Oh and "basing a career on it" isn't actually legally meaningful. It may be the point at which a company decides to come down on you. That you might be engaging in commercial use is only one part of a four part test in the United States where all four parts must be considered as a whole.
There is also a slight difference between Trademarks and Registered Trademarks. You can claim a trademark on the mark of anything you sell, and you may be able to defend it in court. A registered trademark is a trademark you do more of the work defending upfront by registering with a federal agency. You might do this to protect yourself from a lawsuit coming from some company you aren't entirely aware of, or if someone else is using your trademark, but for a product of unrelated type (like you want to trademark a character in a set of novels who shares a name with a line of dish soap), and you want to make sure they aren't going to try to claim they have an infamous mark, or are about to publish a novel starring their soap mascot. If they don't challenge the registry before its awarded, your standing is much more secure.
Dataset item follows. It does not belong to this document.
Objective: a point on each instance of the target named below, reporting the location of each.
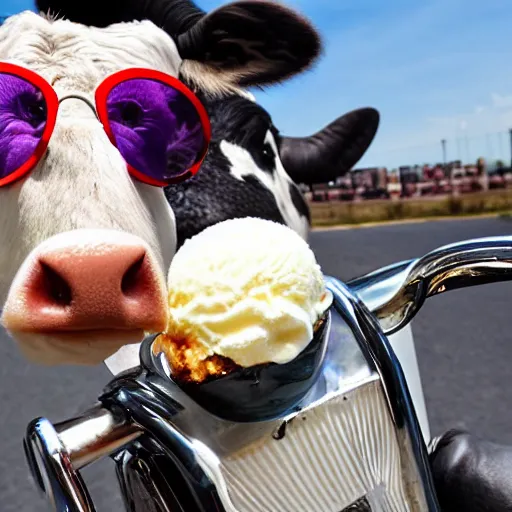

Indeed, I did gloss over that.
Today's random fun fact: if you're part of the state and someone sues you for trademark infringement, filing for the trademark yourself waives your sovereign immunity. That was a fun 6 or so years of litigation...
Hello Alan, I'm returning to let you and all of your readers know that firstly, I offer a very sincere apology for my creative laziness. As many have pointed out I should have double checked my map and place names prior to publishing. That was my error entirely and one that has now been completely rectified. The Witchcraft Wars series, with an all original content and fully original characters, now also has a fully reworked map with all the relevant place names removed.
This has been a very humbling but steep learning experience for me as a fledgling writer. It is my hope and intention to have a long career as an independent author and that means making absolutely certain that I have crossed every t and dotted every i and that all material is my own.
All the artwork has also been redone although the History Tales does still bear the goblin image which I've been assured by my artist was used with permission.
I would like to thank you for your fair and balanced report of my errors. Although my fault will now be public information for years to come I am satisfied that my response in rectifying my errors will also remain in the public domain. I would hope that by admitting my fault and correcting it will ultimately do my career more good than harm. I do not want to confuse any of my potential customers into thinking I have written 'fan-fiction' or anything other than a completely original storyline now accompanied by a completely original map and place names.
Cheers, Tracey Alley
The artwork used on the cover of An Unholy Encounter was also used on a SSI / TSR video game called "Eye of the Beholder" released in 1991.